Михаил замолчал, увидев, что Антон обернулся в сторону. Его внимание привлек парень явно нестандартной внешности, выделяющийся даже на фоне столичного пестрого потока. Темные длинные волосы поблескивали лаком, глаза были подведены, а каждое из ушей – проколото в нескольких местах, равно как и нос, правда, в одном месте. Проходящая мимо бабушка, пугливо озираясь на парня, перекрестилась. Антон покривил лицом, изображая свое неодобрение позерству молодого человека. Михаил пожал плечами.
– А вот если в темном переулке нехорошие и невоспитанные его обзовут непечатным словом, он обидится. Скажет, не умеют признавать тех, кто не похож на всех. Но елки-палки, когда ты красишь волосы в синий цвет, ты просто должен быть к подобной реакции! Ты хочешь, чтобы все говорили тебе 'о, как круто?' Да вот нет! Ты сознательно идешь на привлечение внимание к себе – так и иди до конца! Жди и ответной реакции, ведь когда тебя обидят, у тебя появится возможность поднять свою самооценку, мол, я терплю издевки и подшучивания от окружающих, потому что я выгляжу иначе, я герой!

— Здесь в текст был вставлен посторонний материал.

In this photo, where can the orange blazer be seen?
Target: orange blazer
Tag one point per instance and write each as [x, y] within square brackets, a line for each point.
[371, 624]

– Ох, да успокойся ты. Человек волен сам выбирать, как ему выглядеть. Не нравится – не смотри. Так вот, о тюрьмах. Условия в царских тюрьмах были действительно курортные по сравнению с гулаговскими. Но что лично меня поражает – до сих пор в Москве и России улицы названы именами террористов! Недавно устроили шумиху с Войковым, но вот улица Халтуринская есть; Халтурин таскал взрывчатку в Зимний дворец, но Александру в тот раз повезло. Софья Перовская, Каляев, их имена все еще звучат! Кто-нибудь помнит фамилию мужика, стрелявшего в Борбачева? Он ведь уже вышел на свободу! Борбачева у нас не любят, давайте сделаем его героем! Вот убивать Александра, освободителя крестьян, было верно с точки зрения коммунистов, но сами они отняли потом эту свободу у крестьян, загнав их в колхозы!
Возможно, они спорили бы так вечно, но уже стемнело. Михаил отправился в ресторан быстрого питания ожидать Марину, а Антон отказался составить ему в этом компанию и поехал домой. День завершился.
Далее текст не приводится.